Quel goût avait votre enfance? Sucré et amer. Et si cette enfance avait un parfum, ce serait? Heureusement et malheureusement, celui des parfums du monde entier. Mon enfance a été très tourmentée par beaucoup de voyages et de lieux. Je n’ai pas eu une enfance stable, je n’ai pas grandi dans un seul endroit. Il y a des parfums sud-américains, français, italiens… Pendant les grandes vacances, vous alliez voir la mer? La mer c’était – c’est toujours –mon lieu préféré. Or, j’ai fait dix ans de pension à la montagne! (à Sainte-Croix-des-Neiges, près d’Evian, ndlr). La mer me ressource. Elle était synonyme de joie et de bonheur. Savez-vous faire des avions en papier? Mal, mais j’en faisais. Aviez-vous peur du noir? J’avais très peur du noir parce que ma grand-mère paternelle avait écrit un livre lié à son kidnapping et nous avait raconté son histoire. J’avais peur que quelqu’un vienne dans la nuit et il y avait toujours une lumière allumée dans ma chambre. Vous souvenez-vous du prénom de votre premier amour? Oui. Elle s’appelait Annabelle.
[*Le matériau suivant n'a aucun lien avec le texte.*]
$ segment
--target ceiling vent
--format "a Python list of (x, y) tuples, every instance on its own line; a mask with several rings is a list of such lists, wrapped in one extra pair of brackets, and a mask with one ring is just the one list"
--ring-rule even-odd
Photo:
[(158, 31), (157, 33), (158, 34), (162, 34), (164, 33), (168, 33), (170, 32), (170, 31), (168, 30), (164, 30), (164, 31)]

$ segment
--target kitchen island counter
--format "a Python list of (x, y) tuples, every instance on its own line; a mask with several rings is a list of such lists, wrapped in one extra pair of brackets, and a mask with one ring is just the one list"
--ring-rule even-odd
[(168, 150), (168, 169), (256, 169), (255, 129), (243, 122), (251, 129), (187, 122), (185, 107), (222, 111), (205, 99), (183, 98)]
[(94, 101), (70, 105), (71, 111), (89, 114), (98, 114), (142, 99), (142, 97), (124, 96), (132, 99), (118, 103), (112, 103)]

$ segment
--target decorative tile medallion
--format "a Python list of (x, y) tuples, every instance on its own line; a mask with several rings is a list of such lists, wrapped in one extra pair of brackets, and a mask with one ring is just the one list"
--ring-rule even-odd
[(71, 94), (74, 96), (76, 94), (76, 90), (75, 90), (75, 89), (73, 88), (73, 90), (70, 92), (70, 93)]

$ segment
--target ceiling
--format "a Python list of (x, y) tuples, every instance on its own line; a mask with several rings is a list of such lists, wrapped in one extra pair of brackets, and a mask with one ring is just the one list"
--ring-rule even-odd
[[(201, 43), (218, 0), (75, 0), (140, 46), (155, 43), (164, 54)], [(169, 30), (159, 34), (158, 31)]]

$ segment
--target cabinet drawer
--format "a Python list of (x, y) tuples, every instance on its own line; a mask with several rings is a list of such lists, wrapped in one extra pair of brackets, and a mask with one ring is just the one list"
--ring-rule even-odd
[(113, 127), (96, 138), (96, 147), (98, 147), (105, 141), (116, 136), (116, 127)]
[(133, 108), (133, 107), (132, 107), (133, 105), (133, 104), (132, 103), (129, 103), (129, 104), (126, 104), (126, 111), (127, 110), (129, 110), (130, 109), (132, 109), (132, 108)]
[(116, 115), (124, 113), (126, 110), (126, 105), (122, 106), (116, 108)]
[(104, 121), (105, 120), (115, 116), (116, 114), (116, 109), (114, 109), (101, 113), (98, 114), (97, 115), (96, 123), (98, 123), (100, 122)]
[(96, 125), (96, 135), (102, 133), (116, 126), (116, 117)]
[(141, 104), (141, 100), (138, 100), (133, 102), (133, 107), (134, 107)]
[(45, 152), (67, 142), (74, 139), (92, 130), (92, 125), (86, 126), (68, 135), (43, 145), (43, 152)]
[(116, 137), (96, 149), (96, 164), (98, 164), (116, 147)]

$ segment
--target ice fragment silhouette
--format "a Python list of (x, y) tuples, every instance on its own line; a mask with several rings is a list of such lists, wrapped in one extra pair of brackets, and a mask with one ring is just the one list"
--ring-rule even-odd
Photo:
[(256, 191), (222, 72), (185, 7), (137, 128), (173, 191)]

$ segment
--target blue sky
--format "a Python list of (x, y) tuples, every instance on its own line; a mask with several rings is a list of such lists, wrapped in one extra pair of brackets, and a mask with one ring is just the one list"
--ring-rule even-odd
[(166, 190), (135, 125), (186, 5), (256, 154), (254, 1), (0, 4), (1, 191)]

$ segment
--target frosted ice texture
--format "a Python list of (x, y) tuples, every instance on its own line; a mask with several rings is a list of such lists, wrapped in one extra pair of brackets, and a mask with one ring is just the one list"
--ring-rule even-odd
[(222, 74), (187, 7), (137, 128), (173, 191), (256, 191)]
Et de l’enfant que vous avez été? Un diablotin. Ou plutôt une sorte de Denis la Malice. Est-ce qu’il vous accompagne encore? Je ne pourrais pas être créatif et faire ce que je fais si je n’avais pas eu la capacité de préserver l’énergie de l’enfant en moi. L’enfant est ce qui me permet de créer, de rêver, de construire, d’aimer, et d’être humain et passionnel.